Drivers praised for quick actions

A Clark-Pleasant schools bus driver was on the fourth stop in his route, dropping students off after school.

Suddenly, children started yelling at driver Mark Howe, saying that a student needed help.

When Howe got to the back of the bus, he saw a student having a seizure. Howe directed another child to start a stopwatch because he had been trained that if the student was seizing for more than five minutes, Howe would have to give medicine to stop the seizure.

After about four minutes, the seizure ended, and Howe went back to the front of the bus to get back on the road. But the same student began having a second seizure. After another five minutes, Howe found the medicine in the student’s backpack and gave it to him to stop the seizure.

Less than a minute later, an ambulance and fire truck pulled up. The student made a full recovery after spending a night in the hospital.

Howe’s quick response ultimately saved the student’s life, Clark-Pleasant transportation director Bob Downin said.

Howe was honored by Clark-Pleasant for his quick response Feb. 11, along with a second driver who pulled up to a student’s house while burglars were inside, drove away and called police.

In both cases, the drivers did everything they should. They remembered their training, kept the students calm and even continued the rest of their route, Downin said.

Bus drivers get 40 hours of training each year. They are trained in multiple scenarios, including fires on the bus, getting in an accident and performing CPR on a student, but even their training can’t cover every incident that may happen, Downin said.

“I’ve been doing this 20 years, and I’ve seen a lot of stuff happen, but I would say that neither one of these I’ve encountered before,” Downin said. “We’ve had some bad wrecks, threatening situations and buses on fire, but nothing like this. This was alittle unique.”
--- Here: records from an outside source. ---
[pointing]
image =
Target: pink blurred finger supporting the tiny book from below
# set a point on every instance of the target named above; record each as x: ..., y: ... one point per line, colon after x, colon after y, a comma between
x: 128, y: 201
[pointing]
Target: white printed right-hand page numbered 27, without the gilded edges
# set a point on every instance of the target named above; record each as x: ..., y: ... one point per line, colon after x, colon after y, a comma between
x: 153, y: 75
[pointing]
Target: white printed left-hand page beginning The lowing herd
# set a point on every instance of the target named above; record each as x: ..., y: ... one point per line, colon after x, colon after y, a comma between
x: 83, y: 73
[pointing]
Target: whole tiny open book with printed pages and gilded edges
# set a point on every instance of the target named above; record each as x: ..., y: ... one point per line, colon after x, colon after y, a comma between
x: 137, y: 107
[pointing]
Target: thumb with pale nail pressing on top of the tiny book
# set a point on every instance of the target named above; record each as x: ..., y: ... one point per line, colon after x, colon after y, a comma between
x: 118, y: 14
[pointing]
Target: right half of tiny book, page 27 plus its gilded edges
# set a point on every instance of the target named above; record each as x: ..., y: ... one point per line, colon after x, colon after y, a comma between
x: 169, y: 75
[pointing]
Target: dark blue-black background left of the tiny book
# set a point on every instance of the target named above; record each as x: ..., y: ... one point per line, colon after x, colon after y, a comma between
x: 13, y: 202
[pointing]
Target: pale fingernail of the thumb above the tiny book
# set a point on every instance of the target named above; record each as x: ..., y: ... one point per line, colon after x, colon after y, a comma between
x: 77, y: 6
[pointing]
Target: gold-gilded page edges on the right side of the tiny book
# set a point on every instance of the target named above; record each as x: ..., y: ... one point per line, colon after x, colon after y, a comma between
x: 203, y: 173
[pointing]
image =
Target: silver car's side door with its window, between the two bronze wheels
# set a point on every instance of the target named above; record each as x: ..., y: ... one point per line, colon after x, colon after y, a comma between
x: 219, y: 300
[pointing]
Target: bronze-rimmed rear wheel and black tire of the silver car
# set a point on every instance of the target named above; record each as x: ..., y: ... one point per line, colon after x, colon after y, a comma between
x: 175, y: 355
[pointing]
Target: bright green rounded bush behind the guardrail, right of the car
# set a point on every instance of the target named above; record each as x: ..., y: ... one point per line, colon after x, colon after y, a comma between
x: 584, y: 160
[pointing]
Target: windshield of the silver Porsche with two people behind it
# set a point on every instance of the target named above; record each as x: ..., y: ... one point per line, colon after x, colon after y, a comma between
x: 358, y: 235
Howe has been with the school district for less than two years. He decided to become a bus driver after 30 years of driving a semitrailer rig. A student on his bus typically has seizures every six months, so Howe was trained on the medicine he needs in case of emergency, but the student had never had a seizure on a bus before.

“The chances of that happening on a bus are slim-to-none, and I got the slim,” Howe said.

Another bus driver for Clark-Pleasant, Shirley Snider, also was honored after she stopped to drop off a student and saw burglars in the home. Snider was taking students home from school Feb. 4 — a Wednesday, when students are released about two hours earlier than usual.

Snider was about to drop a student off at a Greenwood home but saw people moving around inside. Then she saw men with guns leaving through a side door.

Snider kept the student on the bus and drove about two miles away, pulled over and called police.

“She not only kept her composure, but she got the bus to a safe place to write down the license number,” Downin said.

Greenwood police are investigating the burglary.

After each incident, Downin talks to his bus drivers about what could have been done better. In both scenarios, the bus drivers did everything as well as they could have, he said. In both cases, Howe and Snider said they were OK to continue driving. But the transportation department should have offered to send a substitute driver or have another person accompany the driver during the remainder of their route after what could have been a traumatic situation, he said.

Downin said he was also proud of how the students reacted.

“They were genuinely concerned toward the other student. There was no making fun. There was no nothing,” Downin said.